Stop Lease Decay Today

Ready to cash out your stagnant equity and secure a fresh 99-year lease? Let us run a complimentary data assessment on your current 15+ year condo to show you exactly what your exit plan could look like.

Resale Condo Strategy: Frequently Asked Questions

Explore answers to the most common questions about buying and selling resale properties in Singapore’s dynamic real estate market.

Qn: Does the 95-year rule affect my ability to sell?

Answer: Absolutely. The “95-year rule” states that the total of the buyer’s age + the remaining lease must be at least 95 years for them to use their full CPF and get a maximum bank loan. 

 

  • The Impact: If your condo has only 55 years left, a 30-year-old buyer cannot use their full CPF. This drastically reduces your pool of potential buyers to older, wealthier individuals, often forcing you to lower your asking price.

Qn: Is there a "best time" to sell a 99-year leasehold condo?

Answer: Market data suggests the “Sweet Spot” for exiting a 99-year leasehold property is between year 12 and year 21.

Beyond the 21-year mark, the property enters the “Accelerated Decay” phase of Bala’s Curve. Selling before your property hits the 20-year milestone allows the next buyer enough “lease runway” to still secure a full 75% LTV loan, ensuring you get the best possible price.

Qn: How does lease decay actually affect my property's value?

Answer: Lease decay is not linear. While a property may appreciate due to market trends in the short term, its intrinsic value drops sharply once the lease hits 60 years. At this point, many banks begin to reduce the Loan-to-Value (LTV) limit, and CPF usage becomes restricted. This creates an “invisible ceiling” on how much your property can appreciate compared to a freehold or a newer leasehold unit.

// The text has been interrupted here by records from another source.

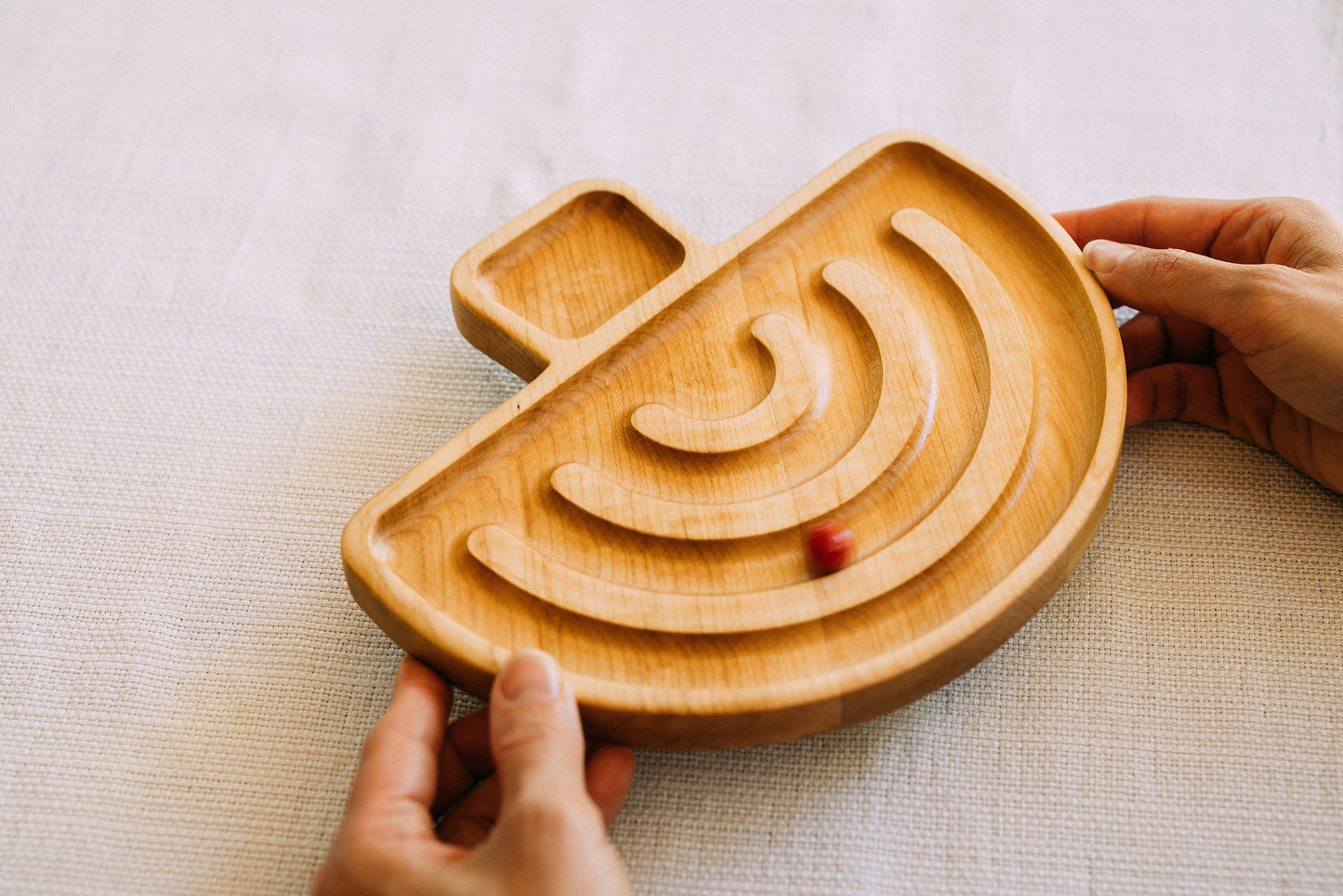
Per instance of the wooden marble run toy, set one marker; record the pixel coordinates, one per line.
(907, 352)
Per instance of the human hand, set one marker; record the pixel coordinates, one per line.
(536, 825)
(1240, 320)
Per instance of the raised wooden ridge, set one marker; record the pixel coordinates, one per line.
(907, 346)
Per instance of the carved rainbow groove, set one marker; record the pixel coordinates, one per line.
(876, 450)
(799, 374)
(981, 482)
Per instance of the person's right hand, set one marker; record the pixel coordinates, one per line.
(1241, 317)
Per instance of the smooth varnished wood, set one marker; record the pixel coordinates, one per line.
(907, 349)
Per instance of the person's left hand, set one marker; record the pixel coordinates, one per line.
(528, 814)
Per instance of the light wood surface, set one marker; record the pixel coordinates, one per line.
(907, 346)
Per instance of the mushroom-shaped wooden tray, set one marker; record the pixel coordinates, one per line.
(907, 347)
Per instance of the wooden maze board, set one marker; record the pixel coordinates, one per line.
(907, 347)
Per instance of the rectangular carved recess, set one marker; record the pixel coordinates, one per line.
(580, 265)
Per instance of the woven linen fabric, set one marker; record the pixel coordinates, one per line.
(226, 231)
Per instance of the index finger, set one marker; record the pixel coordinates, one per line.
(399, 769)
(1156, 222)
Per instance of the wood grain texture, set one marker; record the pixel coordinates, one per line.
(905, 346)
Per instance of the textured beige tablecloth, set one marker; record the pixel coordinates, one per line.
(225, 239)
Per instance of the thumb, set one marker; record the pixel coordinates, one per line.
(1174, 283)
(534, 732)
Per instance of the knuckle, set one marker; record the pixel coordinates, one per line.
(551, 820)
(521, 732)
(1165, 263)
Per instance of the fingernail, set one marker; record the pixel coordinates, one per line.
(1103, 256)
(530, 676)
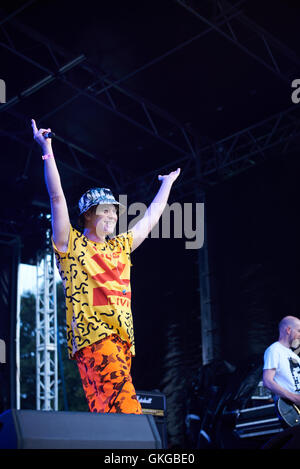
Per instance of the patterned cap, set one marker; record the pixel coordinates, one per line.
(96, 196)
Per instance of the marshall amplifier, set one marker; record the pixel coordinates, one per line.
(154, 403)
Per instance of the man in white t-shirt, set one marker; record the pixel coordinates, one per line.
(281, 373)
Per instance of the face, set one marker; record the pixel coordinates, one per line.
(105, 219)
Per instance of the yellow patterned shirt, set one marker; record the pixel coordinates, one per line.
(96, 280)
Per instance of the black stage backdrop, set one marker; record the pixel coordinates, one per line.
(9, 259)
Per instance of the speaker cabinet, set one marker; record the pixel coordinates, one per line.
(32, 429)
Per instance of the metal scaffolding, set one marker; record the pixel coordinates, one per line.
(46, 333)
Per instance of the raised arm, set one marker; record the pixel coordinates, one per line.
(153, 213)
(59, 209)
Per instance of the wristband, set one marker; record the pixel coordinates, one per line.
(45, 157)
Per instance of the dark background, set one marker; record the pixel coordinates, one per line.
(213, 87)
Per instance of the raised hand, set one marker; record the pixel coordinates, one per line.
(171, 177)
(38, 136)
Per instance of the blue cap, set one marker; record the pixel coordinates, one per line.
(96, 196)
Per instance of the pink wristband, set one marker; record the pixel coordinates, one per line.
(45, 157)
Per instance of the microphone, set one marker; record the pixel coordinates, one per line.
(48, 134)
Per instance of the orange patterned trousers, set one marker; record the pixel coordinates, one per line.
(104, 368)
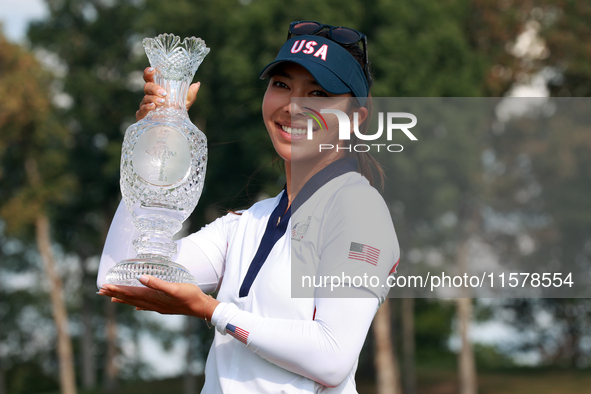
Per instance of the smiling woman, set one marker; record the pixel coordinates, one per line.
(328, 220)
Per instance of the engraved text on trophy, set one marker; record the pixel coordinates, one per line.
(159, 156)
(162, 156)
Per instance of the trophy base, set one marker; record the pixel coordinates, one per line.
(126, 272)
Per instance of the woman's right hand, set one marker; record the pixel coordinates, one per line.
(154, 95)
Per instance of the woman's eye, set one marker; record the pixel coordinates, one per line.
(319, 93)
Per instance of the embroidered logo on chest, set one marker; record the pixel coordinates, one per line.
(299, 229)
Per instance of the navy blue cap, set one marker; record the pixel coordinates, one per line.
(333, 67)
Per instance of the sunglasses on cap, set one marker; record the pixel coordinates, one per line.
(339, 34)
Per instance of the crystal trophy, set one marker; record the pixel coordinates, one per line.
(163, 162)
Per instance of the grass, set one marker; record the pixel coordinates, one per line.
(429, 381)
(510, 381)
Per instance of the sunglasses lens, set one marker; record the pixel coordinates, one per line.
(345, 35)
(304, 28)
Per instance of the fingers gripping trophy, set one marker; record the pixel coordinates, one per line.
(163, 162)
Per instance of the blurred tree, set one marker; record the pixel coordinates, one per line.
(33, 148)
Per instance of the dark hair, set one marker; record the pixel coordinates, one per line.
(367, 164)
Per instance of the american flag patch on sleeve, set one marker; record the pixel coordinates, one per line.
(237, 332)
(363, 252)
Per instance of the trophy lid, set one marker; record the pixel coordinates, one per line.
(176, 60)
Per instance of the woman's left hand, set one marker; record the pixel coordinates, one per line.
(163, 297)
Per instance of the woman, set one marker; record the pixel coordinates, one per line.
(327, 222)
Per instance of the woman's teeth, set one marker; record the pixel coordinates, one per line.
(293, 130)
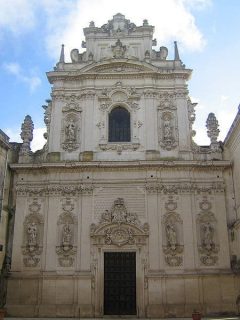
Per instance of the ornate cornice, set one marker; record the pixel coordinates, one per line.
(193, 165)
(56, 189)
(185, 188)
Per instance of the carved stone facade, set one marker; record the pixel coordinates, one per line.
(156, 195)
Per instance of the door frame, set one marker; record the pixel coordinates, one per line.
(98, 288)
(122, 251)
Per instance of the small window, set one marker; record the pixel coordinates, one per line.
(119, 125)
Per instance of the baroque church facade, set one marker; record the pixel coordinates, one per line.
(121, 213)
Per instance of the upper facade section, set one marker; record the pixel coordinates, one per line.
(120, 39)
(120, 100)
(107, 42)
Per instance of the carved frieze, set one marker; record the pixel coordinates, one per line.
(185, 188)
(119, 147)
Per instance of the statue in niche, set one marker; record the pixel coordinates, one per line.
(70, 131)
(66, 235)
(167, 129)
(171, 236)
(207, 236)
(32, 234)
(119, 213)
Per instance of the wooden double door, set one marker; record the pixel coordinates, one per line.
(120, 283)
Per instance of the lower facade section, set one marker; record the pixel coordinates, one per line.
(163, 296)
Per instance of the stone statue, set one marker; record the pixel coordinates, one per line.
(66, 235)
(71, 131)
(207, 237)
(171, 236)
(167, 129)
(32, 234)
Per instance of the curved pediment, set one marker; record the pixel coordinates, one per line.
(119, 227)
(114, 66)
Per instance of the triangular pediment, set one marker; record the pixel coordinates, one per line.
(119, 66)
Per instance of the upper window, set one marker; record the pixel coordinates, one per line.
(119, 125)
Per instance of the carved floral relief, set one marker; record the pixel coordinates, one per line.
(119, 227)
(172, 235)
(208, 247)
(66, 230)
(33, 235)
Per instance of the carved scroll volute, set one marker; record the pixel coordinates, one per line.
(26, 135)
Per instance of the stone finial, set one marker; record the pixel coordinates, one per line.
(145, 22)
(62, 56)
(212, 129)
(26, 135)
(176, 53)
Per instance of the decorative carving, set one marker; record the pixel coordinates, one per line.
(118, 25)
(191, 115)
(119, 147)
(33, 235)
(47, 118)
(66, 224)
(119, 227)
(118, 50)
(71, 127)
(213, 131)
(119, 236)
(54, 189)
(171, 205)
(187, 187)
(207, 237)
(167, 131)
(26, 135)
(173, 239)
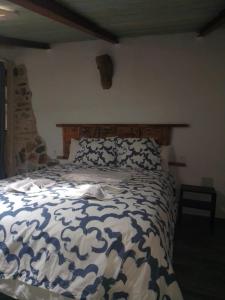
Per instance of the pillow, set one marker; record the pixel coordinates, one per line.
(165, 156)
(138, 153)
(74, 147)
(96, 152)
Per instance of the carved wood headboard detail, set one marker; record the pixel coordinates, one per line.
(160, 132)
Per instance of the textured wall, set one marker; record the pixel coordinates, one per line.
(175, 78)
(29, 147)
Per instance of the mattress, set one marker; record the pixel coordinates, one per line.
(83, 248)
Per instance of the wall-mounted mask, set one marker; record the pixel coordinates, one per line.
(105, 66)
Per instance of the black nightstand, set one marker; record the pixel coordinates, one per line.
(209, 205)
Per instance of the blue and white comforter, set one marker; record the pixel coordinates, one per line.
(90, 249)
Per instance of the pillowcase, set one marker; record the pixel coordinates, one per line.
(96, 152)
(74, 147)
(138, 153)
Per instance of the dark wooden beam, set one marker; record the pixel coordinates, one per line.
(59, 13)
(22, 43)
(213, 24)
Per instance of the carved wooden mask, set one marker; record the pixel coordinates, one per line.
(105, 66)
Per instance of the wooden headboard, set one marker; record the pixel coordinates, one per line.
(160, 132)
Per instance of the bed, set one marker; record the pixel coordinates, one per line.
(55, 246)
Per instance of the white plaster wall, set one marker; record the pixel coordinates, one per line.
(161, 79)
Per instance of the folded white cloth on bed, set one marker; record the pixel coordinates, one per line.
(111, 177)
(29, 185)
(96, 191)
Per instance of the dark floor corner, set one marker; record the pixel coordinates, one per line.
(199, 259)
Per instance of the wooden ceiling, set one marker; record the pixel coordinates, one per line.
(39, 23)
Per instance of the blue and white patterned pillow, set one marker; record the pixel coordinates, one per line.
(138, 153)
(96, 152)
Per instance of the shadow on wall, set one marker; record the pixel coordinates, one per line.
(30, 148)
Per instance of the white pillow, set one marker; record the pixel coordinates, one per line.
(74, 147)
(165, 155)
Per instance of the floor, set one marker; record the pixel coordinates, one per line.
(199, 259)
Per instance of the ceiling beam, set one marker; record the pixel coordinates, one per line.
(59, 13)
(213, 24)
(22, 43)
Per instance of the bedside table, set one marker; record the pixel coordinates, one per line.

Qn: Can I still get a 75% bank loan for an older resale condo?

Answer: It depends on the remaining lease at the end of the loan tenure. Most banks in Singapore require the property to have at least 30 to 35 years of lease remaining after you have finished paying off the loan. If the lease is too short, the bank may reduce your LTV from 75% to 55%, or shorten your loan tenure, significantly increasing your monthly installments.

Qn: Why should I "Reset" my lease instead of upgrading to a Freehold?

Answer: “Resetting” involves moving from an aging 99-year asset into a brand new 99-year leasehold (like a New Launch). This allows you to ride the initial appreciation wave of a new project without the higher entry price of a freehold. However, if your goal is multi-generational wealth preservation, a Freehold property is the ultimate “reset” as it completely removes the threat of Bala’s Curve.